String quartet, Persian music master prove a captivating blend in Alverno performance

Kayhan Kalhor, Kayhan Kalhor & Brooklyn Rider , Brooklyn Rider
Milwaukee Journal Sentinel

By Elaine Schmidt

The most amazing things happen when brilliant people cross paths.

Take, for instance, the concert by the wildly inventive string quartet Brooklyn Rider and Kayhan Kalhor, an Iranian kamancheh (a traditional, bowed string instrument) player and Persian music master, on the Alverno Presents series Saturday evening.

The members of Brooklyn Rider are some of the freest spirits of the string quartet world. They are as at home in the world of Brahms and Beethoven as they are in improvisational styles or in the vast possibilities presented by world music.

The quartet - violinists Johnny Gandelsman and Colin Jacobsen, violist Nicholas Cords and cellist Eric Jacobsen (yes, the Jacobsens are brothers) - met Kalhor while performing with Yo-Yo Ma's Silk Road Ensemble.

The five musicians have written music for their unusual quintet, combining the plaintive, ancient sound of the kamancheh and the broad possibilities of the string quartet.

Among the pieces on Saturday's program was Colin Jacobsen's "Atashgah," a moody reflection on ancient temples he visited in Iran. The work is filled with a compelling energy, rich Middle Eastern harmonies and a dignified gravitas.
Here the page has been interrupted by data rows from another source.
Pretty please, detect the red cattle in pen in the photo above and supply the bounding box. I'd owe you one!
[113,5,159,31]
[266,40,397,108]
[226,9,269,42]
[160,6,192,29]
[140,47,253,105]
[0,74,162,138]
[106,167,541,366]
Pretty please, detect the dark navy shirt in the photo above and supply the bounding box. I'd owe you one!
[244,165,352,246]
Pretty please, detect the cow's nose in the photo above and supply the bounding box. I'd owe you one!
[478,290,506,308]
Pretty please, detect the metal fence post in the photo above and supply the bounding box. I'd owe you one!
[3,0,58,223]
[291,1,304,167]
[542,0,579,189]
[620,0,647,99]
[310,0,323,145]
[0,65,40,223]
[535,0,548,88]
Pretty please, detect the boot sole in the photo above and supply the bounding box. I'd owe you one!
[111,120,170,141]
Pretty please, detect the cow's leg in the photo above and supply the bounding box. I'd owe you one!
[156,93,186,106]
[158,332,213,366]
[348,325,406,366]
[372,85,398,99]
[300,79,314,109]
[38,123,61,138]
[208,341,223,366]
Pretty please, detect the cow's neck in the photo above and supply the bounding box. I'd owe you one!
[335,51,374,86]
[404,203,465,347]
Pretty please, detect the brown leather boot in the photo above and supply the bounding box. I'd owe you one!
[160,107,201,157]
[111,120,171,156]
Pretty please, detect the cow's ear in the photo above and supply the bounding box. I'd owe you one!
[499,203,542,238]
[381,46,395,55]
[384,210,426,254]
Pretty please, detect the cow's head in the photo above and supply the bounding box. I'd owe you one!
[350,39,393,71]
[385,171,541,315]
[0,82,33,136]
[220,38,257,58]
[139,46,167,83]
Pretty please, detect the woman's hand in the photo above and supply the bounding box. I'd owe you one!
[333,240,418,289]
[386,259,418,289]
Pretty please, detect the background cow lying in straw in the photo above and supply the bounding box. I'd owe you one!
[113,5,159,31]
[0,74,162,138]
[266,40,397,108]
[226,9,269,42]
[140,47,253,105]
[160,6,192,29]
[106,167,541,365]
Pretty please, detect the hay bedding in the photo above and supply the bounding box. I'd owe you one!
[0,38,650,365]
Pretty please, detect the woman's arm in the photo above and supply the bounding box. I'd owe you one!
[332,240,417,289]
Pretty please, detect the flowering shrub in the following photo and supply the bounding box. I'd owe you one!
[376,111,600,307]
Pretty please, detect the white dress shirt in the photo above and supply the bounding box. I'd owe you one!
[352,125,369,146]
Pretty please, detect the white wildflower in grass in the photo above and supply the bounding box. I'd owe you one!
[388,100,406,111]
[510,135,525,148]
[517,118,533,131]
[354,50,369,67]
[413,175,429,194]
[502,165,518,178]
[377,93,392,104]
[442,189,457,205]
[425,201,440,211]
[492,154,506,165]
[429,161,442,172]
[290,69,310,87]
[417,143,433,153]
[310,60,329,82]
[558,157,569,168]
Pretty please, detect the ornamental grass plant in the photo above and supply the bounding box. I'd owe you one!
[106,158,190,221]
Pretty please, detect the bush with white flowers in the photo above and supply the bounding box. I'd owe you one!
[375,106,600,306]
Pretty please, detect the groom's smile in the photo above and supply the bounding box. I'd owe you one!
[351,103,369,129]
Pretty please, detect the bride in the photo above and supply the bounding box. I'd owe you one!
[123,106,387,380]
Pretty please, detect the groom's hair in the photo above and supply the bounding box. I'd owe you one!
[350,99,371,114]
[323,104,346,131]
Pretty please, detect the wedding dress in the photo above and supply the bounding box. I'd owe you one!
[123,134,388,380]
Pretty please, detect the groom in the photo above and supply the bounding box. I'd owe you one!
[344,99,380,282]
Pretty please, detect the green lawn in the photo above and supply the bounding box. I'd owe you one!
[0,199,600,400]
The ensemble also performed "Seven Steps." Written by the quartet, the piece - divided into seven musical vignettes and inspired by works of Beethoven - is an eclectic mesh of sounds and rhythms that reach across multiple centuries and styles, creating a style all its own.

The members of Brooklyn Rider also gave a taut, hypnotic performance of a suite based on Philip Glass' music for the 1997 film "Bent." The work really underscored the quartet's ensemble skills: They breathed together, flawlessly bowed in sync, and played with spot on pitch and rhythm, giving the sort of performance that demands and wins absolute attention from the audience.

The five musicians closed the program with a captivating performance of Kalhor's "Silent City," which begins with a somber, mournful, kamancheh solo. Over the course of the piece, cold, gray sounds give way to warmer and fuller tones, ending in a lively, hopeful burst of energy - earnest, honest music that yielded a deeply moving performance.